Gelişmiş uzaylı medeniyetlerin bir yıldızı tamamen çevreleyip enerjisini ele geçirmek için inşa edebileceği varsayımsal mega yapılar olan Dyson küreleri, şimdiye kadar ölümcül bir kusura sahipti: Felaket derecede dengesiz olmaları.
1960'larda fizikçi Freeman Dyson tarafından ortaya atılan bu fikir, yeterince ilerlemiş bir toplumun yaşama alanı ve enerji ihtiyacını karşılamak için bir gezegeni parçalayıp devasa bir küresel kabuğa dönüştürebileceğini öngörüyordu. Bu kabuk bir yıldızı çevreleyerek, milyarlarca gezegen büyüklüğünde yüzey alanı sunacak ve muazzam miktarda yıldız enerjisini yakalayacaktı.
Ancak boş bir küresel kabuğun içindeki yer çekimi birbirini götürdüğü için, kabuğu yıldıza bağlayan hiçbir şey yoktur. Küre ve yıldız bağımsız yönlerde hareket edebilir, bu da kısa süre sonra yıldızın kabuğa çarpıp onu yok edeceği anlamına gelir.
Yeni bir çalışma, Glasgow Üniversitesi'nden mühendis Colin McInnes'in teorik olarak bir Dyson küresini stabilize etmenin bir yolunu bulduğunu iddia ediyor. İşin sırrı ise en az iki yıldızın bulunduğu bir sistemde yatıyor.
Stabil Dyson Küreleri İçin Arayış
McInnes, ikili yıldız sistemi içinde, Dyson küresinin sabit kalabileceği ve üzerine uygulanan yer çekimi kuvvetlerinin tek tip olacağı herhangi bir nokta arayarak işe başladı. Kürenin her iki yıldızı da çevrelediği bir düzenleme buldu, ancak bu durum yalnızca kısmen stabildi ve tek yıldız vakasıyla aynı sorunu yaşama olasılığı yüksekti.
Bir diğer stabil nokta ise kürenin bağımsız olarak, hiçbir yıldızı çevrelemeden yörüngede dönmesiyle ortaya çıkıyor. Bu, uzay istasyonu karakolları için kullanışlı olsa da, bir yıldızı çevrelemenin enerji yakalama faydalarını sağlamıyor.
Ancak McInnes, stabil ve kullanışlı tek bir konfigürasyon buldu. Bu, yalnızca bir yıldızın diğerinden çok daha küçük olduğu ikili sistemlerde meydana geliyor. Bu özel durumda, Dyson küresi iki yıldızdan küçük olanını çevreleyebiliyor. Küçük yıldızın hareketi, yer çekimsel bir çapa görevi görerek Dyson küresini daha büyük yıldızın etrafında aynı yörüngede tutuyor ve feci bir çarpışmayı önlüyor.

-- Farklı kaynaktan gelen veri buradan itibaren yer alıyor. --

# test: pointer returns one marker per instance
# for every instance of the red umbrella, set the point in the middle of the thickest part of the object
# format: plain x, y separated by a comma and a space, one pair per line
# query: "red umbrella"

Elbette bu durumun çeşitli sınırlamaları var. Küçük yıldız, büyük yoldaşının kütlesinin yaklaşık onda birinden daha büyük olmamalı, aksi takdirde yer çekimsel stabil nokta ortadan kalkıyor. Ayrıca küre, iki yıldıza kıyasla son derece hafif ve ince olmalı, aksi takdirde kendi yer çekimsel etkisi sistemin dinamiğine karışıp stabiliteyi bozuyor.
Ve tabii ki, bu analiz, kürenin yaşayabileceği gerilmeler veya yapının nasıl inşa edileceği gibi pratik mühendislik zorluklarını göz ardı ediyor.
İnsanların uzak gelecekte - eğer olursa - bir Dyson küresi inşa etmesi pek olası olmasa da, bu araştırma, dünya dışı medeniyetleri arayışına yardımcı oluyor. Muhtemelen yeterince gelişmiş bir medeniyet, kendi Dyson küresini inşa etmeden önce aynı farkındalığa ulaşmış olacaktır, bu yüzden onları tek başına duran yıldızların etrafında aramamalıyız.
Bunun yerine, bilim insanları, daha büyük bir yoldaşın küçük yıldızını çevreleyen bir Dyson küresinden sızan ısıya işaret eden, dağınık, kızılötesi bir yoldaşa sahip büyük, parlak yıldızları arayabilirler.